Friends is the sitcom classic which in many ways defined a cultural era. But in the same way the quintessentially 90s haircuts and fashion seem out of place in 2018, so too has the era’s taste in humour suffered from the passing of time.

Since Friends was released on Netflix earlier this month, millennials have expressed reservations about many of its storylines. The show is often transphobic, homophobic, and outright sexist; many of the recurring jokes give a stark and unforgiving reflection of a less socially progressive era.

Friends is far from a bastion of diversity, and from this, humour is often cruelly derived from anyone who doesn’t fit the ‘copy and paste’ casting method of white, straight, middle class characters. Viewers will remember only two notable non-white characters in the show, Charlie and Julie, neither of them last long enough in the series to make a significant impact.

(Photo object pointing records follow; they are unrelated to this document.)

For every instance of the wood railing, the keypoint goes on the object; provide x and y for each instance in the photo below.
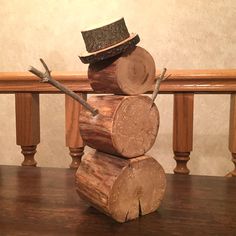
(182, 83)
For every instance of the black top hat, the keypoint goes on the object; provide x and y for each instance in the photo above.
(107, 41)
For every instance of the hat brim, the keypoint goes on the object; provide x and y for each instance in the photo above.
(110, 51)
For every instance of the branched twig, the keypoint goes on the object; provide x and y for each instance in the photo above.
(158, 83)
(47, 78)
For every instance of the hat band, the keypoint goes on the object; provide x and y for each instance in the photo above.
(105, 36)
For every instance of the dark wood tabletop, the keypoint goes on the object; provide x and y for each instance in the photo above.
(43, 201)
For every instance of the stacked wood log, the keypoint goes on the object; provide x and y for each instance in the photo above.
(118, 178)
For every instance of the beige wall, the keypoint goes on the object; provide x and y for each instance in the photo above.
(188, 34)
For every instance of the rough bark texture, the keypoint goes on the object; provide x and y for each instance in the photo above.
(121, 188)
(126, 125)
(132, 72)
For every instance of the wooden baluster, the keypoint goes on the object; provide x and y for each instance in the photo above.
(182, 130)
(232, 133)
(27, 125)
(73, 138)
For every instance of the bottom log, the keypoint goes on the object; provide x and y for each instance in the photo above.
(123, 189)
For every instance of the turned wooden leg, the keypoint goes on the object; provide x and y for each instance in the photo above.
(73, 138)
(182, 131)
(232, 133)
(27, 125)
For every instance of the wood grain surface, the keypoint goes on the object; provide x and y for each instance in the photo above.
(232, 132)
(43, 201)
(223, 81)
(125, 126)
(73, 137)
(182, 130)
(123, 189)
(27, 125)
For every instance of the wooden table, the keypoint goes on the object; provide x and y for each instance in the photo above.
(43, 201)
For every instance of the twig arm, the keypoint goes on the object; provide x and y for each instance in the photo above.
(47, 78)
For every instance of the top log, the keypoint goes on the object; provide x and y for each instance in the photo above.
(131, 73)
(207, 81)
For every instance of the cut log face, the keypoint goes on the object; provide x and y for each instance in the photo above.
(131, 73)
(126, 125)
(124, 189)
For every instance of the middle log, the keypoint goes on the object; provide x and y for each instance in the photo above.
(125, 126)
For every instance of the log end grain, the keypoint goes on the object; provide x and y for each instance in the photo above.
(126, 125)
(121, 188)
(131, 73)
(135, 126)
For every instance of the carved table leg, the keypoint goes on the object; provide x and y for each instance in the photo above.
(232, 133)
(27, 125)
(73, 138)
(183, 130)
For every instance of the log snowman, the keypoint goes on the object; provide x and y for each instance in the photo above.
(118, 178)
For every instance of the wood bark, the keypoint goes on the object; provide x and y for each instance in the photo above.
(132, 72)
(124, 189)
(125, 126)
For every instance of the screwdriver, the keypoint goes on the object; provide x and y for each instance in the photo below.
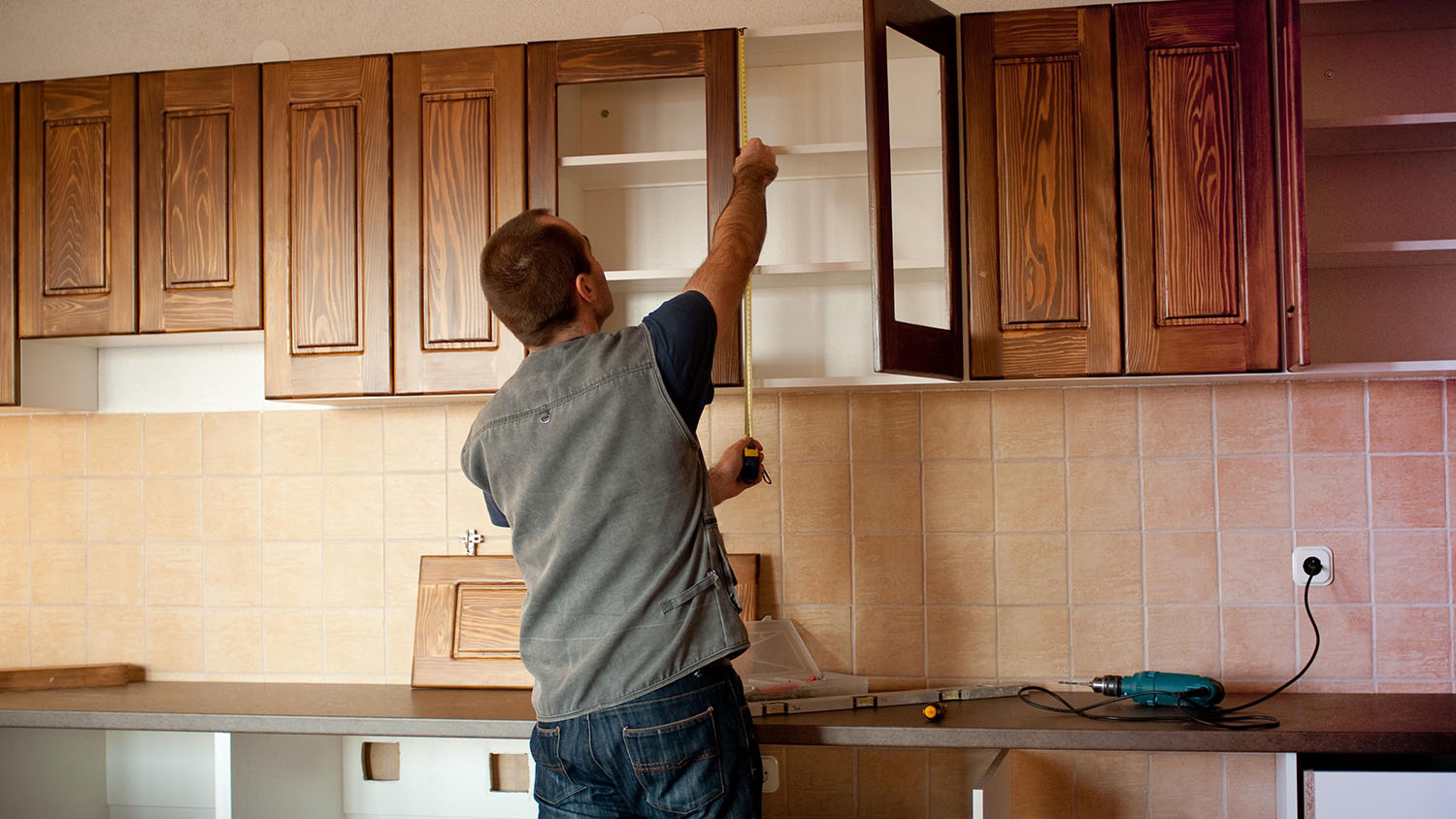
(1158, 688)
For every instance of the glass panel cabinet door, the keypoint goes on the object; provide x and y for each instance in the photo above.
(911, 110)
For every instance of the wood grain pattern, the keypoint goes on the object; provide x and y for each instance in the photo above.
(1293, 249)
(1037, 168)
(9, 329)
(198, 220)
(469, 611)
(326, 253)
(1042, 192)
(459, 127)
(69, 676)
(76, 244)
(1200, 267)
(711, 54)
(1196, 172)
(900, 346)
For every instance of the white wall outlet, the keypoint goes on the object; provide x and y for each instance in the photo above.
(1322, 553)
(771, 772)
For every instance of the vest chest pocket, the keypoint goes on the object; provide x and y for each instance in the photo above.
(678, 764)
(681, 598)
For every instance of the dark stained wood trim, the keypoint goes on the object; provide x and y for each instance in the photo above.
(905, 348)
(9, 296)
(1292, 183)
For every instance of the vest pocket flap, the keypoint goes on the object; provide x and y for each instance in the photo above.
(681, 598)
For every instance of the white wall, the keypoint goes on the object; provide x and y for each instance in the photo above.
(72, 38)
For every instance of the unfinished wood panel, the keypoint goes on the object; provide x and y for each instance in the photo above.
(198, 220)
(468, 621)
(9, 345)
(76, 245)
(902, 346)
(459, 174)
(710, 54)
(1040, 146)
(326, 264)
(1200, 258)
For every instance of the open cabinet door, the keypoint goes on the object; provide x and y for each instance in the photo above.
(911, 110)
(1289, 119)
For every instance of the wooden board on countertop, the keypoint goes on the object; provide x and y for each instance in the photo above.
(469, 618)
(69, 676)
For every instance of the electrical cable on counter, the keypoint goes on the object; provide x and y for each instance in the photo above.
(1226, 719)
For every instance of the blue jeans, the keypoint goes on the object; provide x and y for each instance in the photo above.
(684, 749)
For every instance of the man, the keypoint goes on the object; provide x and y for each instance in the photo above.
(588, 452)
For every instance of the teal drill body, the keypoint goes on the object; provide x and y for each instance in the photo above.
(1162, 688)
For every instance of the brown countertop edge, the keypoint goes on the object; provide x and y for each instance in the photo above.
(1310, 723)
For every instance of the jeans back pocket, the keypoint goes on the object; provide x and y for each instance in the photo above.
(553, 784)
(678, 763)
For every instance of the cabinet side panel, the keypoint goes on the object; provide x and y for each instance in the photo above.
(326, 287)
(9, 311)
(1193, 96)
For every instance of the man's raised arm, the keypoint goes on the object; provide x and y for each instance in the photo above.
(739, 233)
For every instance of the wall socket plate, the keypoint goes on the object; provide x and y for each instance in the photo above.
(1325, 576)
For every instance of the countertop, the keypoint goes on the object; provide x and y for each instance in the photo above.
(1310, 723)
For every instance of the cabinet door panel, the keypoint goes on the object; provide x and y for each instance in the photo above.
(903, 346)
(1042, 218)
(9, 346)
(1200, 267)
(198, 221)
(325, 223)
(710, 54)
(76, 200)
(459, 174)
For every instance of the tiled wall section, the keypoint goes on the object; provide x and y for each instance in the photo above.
(916, 537)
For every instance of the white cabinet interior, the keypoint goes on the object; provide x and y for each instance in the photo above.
(632, 177)
(1379, 96)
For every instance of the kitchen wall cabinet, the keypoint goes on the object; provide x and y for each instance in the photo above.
(459, 127)
(1379, 137)
(1042, 194)
(634, 140)
(78, 175)
(198, 198)
(1200, 274)
(9, 344)
(326, 213)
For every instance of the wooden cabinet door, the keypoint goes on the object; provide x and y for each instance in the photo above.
(903, 344)
(1200, 268)
(1290, 124)
(710, 54)
(459, 174)
(78, 244)
(1042, 194)
(9, 344)
(198, 220)
(326, 227)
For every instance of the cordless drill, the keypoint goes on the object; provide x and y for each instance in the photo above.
(1159, 688)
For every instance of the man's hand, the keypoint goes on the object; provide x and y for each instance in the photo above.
(754, 165)
(722, 478)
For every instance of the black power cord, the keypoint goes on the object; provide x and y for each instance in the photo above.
(1226, 719)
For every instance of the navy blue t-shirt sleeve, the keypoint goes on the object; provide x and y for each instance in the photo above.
(684, 332)
(497, 515)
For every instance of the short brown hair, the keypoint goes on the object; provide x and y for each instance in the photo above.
(529, 276)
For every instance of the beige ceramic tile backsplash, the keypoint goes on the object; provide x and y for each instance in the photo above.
(916, 537)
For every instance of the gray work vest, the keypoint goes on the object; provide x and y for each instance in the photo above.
(612, 524)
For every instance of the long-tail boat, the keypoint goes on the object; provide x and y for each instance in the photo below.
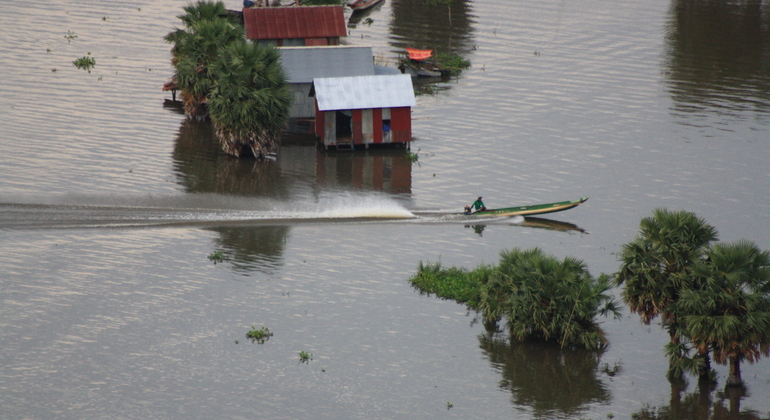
(527, 210)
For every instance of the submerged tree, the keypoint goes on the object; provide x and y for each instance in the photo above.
(250, 104)
(657, 267)
(730, 313)
(547, 299)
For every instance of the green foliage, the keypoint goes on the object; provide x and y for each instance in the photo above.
(250, 104)
(70, 36)
(452, 62)
(729, 313)
(206, 10)
(240, 86)
(540, 297)
(547, 299)
(85, 63)
(451, 283)
(320, 2)
(656, 265)
(713, 299)
(259, 335)
(216, 257)
(208, 28)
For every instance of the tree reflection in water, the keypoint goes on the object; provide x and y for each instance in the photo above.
(202, 167)
(253, 248)
(550, 380)
(700, 405)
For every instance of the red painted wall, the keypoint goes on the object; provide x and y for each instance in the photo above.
(401, 124)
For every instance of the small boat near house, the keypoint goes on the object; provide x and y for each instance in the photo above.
(359, 5)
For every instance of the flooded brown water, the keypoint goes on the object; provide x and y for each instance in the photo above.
(110, 204)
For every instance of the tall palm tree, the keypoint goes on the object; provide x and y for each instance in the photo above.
(730, 314)
(547, 299)
(656, 266)
(206, 10)
(208, 29)
(250, 104)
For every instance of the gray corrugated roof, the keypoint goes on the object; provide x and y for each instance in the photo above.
(363, 92)
(303, 64)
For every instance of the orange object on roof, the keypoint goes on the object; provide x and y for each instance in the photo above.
(419, 55)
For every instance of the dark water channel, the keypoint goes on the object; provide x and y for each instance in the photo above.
(111, 204)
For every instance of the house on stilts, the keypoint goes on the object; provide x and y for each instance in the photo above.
(303, 64)
(363, 110)
(295, 25)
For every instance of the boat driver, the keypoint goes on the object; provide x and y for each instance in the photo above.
(478, 205)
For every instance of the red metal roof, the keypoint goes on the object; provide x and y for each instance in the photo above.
(294, 22)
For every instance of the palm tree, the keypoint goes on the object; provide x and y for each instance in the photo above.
(730, 314)
(250, 104)
(547, 299)
(206, 10)
(196, 48)
(657, 266)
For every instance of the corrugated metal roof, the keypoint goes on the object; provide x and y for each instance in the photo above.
(294, 22)
(363, 92)
(303, 64)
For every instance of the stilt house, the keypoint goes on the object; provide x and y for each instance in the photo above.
(295, 25)
(363, 110)
(303, 64)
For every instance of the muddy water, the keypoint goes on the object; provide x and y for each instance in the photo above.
(111, 203)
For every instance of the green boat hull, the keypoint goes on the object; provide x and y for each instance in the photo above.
(530, 210)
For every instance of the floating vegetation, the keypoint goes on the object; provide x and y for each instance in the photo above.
(452, 63)
(540, 297)
(259, 335)
(85, 63)
(612, 371)
(216, 257)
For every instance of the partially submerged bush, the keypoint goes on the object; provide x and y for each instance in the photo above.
(539, 296)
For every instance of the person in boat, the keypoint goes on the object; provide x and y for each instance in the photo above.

The most notable criticism is probably the show’s often blatant homophobia and transphobia. Chandler is paranoid about being perceived as gay, the concept of a male nanny forms the basis of an episode tinged with homophobic undertones, and mean-spirited jokes about Chandler’s transgender father, Helena, are a staple for the show’s iconic wedding episode between Monica and Chandler. Correct pronouns are dismissed with little thought, Monica describing Helena as ‘the man in the black dress’ to the delight of rapturous canned laughter.

On top of the racism, sexism and homophobia, Monica was never allowed to forget she was once overweight. “The camera adds ten pounds!” she says in the episode titled ‘The One with the Prom Video’, to which Chandler responds: “so how many cameras are actually on you?” Her weight is a constant source of mockery, the writers consistently assuming that audiences will find the concept of fatness inherently funny.

I was a young teenager when I began watching Friends. The cast were charismatic, attractive, and the supposedly ideal image of young adulthood. But re-watching Friends, the humour often appears cheap. What once felt witty now provokes tangible discomfort, the kind you experience when forced to spend time with a particularly ignorant grandparent.

It calls into question what the purpose of comedy is, does it have a social or moral purpose? Do we have an obligation to call out insensitive jokes, or merely take them on the chin and view them through the more informed social lens which we can derive from our now more progressive social landscape? It’s good for audiences to demand more from their TV shows. Shows with the success Friends experienced over its ten year run permeate the cultural consciousness, and often what we find funny is a reflection of what we find acceptable in society.

The influence of TV shows doesn’t end when they are taken off air, they evolve into similar cultural incarnations, like How I Met Your Mother, and The Big Bang Theory. Joey’s sexism is reincarnated into the form of Barney Stinson, both labelled as ‘womanisers’ but more accurately described in this context as a term for men who objectify women.

For this reason, it’s important we remain critical of the way different genders, sexualities and races are depicted on screen. The perpetuation of stereotypes is damaging, and when your identity becomes the punchline to a mass audience, it no longer feels like innocent fun.